At the heart of the exercise, Master Sgt. Ben Lake, 146 ASOS standards and evaluations evaluator, and Maj. Karl Hurdle, 146 ASOS air liaison officer, worked tirelessly months before and during NS17 coordinating schedules.
Lake had to fill more than 540 flying hours of close air support for the exercise. With more than 70 TACPs to choose from, he hand picked them based on skill level and experience to best fulfill the needs of the mission set.
“I was very happy to know that my guys got the training I provided for them,” Lake said. “This type of training has further prepared them to save someone else’s life, save their own life and be combat ready when they deploy.”
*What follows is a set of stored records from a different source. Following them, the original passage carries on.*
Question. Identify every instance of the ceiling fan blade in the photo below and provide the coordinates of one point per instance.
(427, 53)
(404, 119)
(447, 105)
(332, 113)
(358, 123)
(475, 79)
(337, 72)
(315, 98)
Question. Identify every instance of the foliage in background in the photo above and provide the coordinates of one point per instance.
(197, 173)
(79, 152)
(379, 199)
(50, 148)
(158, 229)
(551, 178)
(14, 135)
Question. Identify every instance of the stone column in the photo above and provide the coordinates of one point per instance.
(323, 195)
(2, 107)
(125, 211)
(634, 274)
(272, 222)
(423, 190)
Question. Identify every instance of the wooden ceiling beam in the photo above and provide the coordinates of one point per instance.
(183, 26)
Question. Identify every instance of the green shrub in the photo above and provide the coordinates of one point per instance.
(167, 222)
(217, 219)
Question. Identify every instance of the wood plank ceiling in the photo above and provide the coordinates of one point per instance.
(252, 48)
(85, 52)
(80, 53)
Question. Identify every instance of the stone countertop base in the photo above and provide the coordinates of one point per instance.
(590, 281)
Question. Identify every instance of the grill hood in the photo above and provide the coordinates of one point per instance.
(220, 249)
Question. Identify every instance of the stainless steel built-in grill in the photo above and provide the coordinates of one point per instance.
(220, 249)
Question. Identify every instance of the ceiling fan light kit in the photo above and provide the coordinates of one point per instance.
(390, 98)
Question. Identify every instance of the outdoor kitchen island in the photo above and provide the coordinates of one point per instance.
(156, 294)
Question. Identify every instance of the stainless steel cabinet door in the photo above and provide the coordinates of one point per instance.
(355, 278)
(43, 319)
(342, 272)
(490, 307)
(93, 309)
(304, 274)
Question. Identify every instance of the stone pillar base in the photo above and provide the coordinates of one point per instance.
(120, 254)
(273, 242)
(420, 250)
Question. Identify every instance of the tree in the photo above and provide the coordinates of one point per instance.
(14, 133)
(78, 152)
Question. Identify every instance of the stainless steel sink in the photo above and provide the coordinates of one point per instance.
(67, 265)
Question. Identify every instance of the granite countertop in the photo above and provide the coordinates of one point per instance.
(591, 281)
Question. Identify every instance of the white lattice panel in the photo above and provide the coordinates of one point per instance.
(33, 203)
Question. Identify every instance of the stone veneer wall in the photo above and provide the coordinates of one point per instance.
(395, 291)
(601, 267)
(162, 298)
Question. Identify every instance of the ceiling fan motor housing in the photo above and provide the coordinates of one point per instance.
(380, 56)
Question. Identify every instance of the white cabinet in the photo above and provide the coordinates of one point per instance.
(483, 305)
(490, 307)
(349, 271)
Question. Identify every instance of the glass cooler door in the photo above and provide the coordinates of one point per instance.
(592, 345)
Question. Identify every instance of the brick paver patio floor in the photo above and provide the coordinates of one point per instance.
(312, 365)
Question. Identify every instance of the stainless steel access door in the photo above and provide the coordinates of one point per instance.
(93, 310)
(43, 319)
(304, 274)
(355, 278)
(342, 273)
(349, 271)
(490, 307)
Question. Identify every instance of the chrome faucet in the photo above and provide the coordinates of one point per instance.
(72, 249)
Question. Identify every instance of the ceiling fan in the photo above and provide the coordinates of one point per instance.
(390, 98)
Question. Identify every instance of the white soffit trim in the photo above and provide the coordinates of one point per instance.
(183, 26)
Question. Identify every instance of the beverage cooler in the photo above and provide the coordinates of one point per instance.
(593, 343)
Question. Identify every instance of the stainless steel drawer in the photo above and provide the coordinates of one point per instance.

There were 22 TACPs with the 146 ASOS at NS17. They made up the largest TACP contingent of the exercise, and all of them experienced live-fire scenarios, many with multi-national partners.
Each qualified TACP specialist was able to communicate with the involved ground commanders and pilots before each scenario began. The real-world experience of serving as a liaison between the aircraft and the ground commanders benefitted both seasoned TACP specialists and newcomers.
“The exercise encompasses everything you would find downrange, minus getting shot at,” said Staff Sgt. Zach Scheffler, 146 ASOS TACP instructor. “You know, it’s overwhelming at first. But, seeing stuff like this at Northern Strike is only going to make our guys more prepared for a deployment.”
The training scenarios had virtually endless possibilities. On some ranges, JTACs were able to integrate with large U.S. Army National Guard maneuver elements during live-fire scenarios. On others, they integrated with U.S. Marines Forces Reserve and controlled airspace from amphibious assault vehicles.
These mission sets also created multiple opportunities for experienced TACPs to work with younger Airmen on facing challenges that may arise when deployed.
“This was crucial for our younger Airman to be here at Northern Strike,” said Salcedo. “It’s easy to train in a classroom environment when there is air conditioning and we’re sitting down. But it’s so much harder to do things when we are actually in the field, like following a combat maneuver team with live CAS [close air support] flying and live bullets flying around. It’s crucial for these young guys to get thrown into environments like this.”
Northern Strike 17 benefited the 146 ASOS on many levels. The exercise provided incredibly rare training experiences, the opportunity to integrate with joint forces and a vessel for mentorship.
After the night mission with the Polish 18th Airborne Infantry Battalion, Salcedo and Moran sat under a starry Michigan sky for a few minutes to talk about improving on their next mission set.
Both of them are at different skill levels, and both of them are ready for the next challenge. For one, that means the next phase of training and for the other a probable deployment.
Whatever comes next, whatever the call may be, Northern Strike 17 has only made them even more ready for the challenges ahead.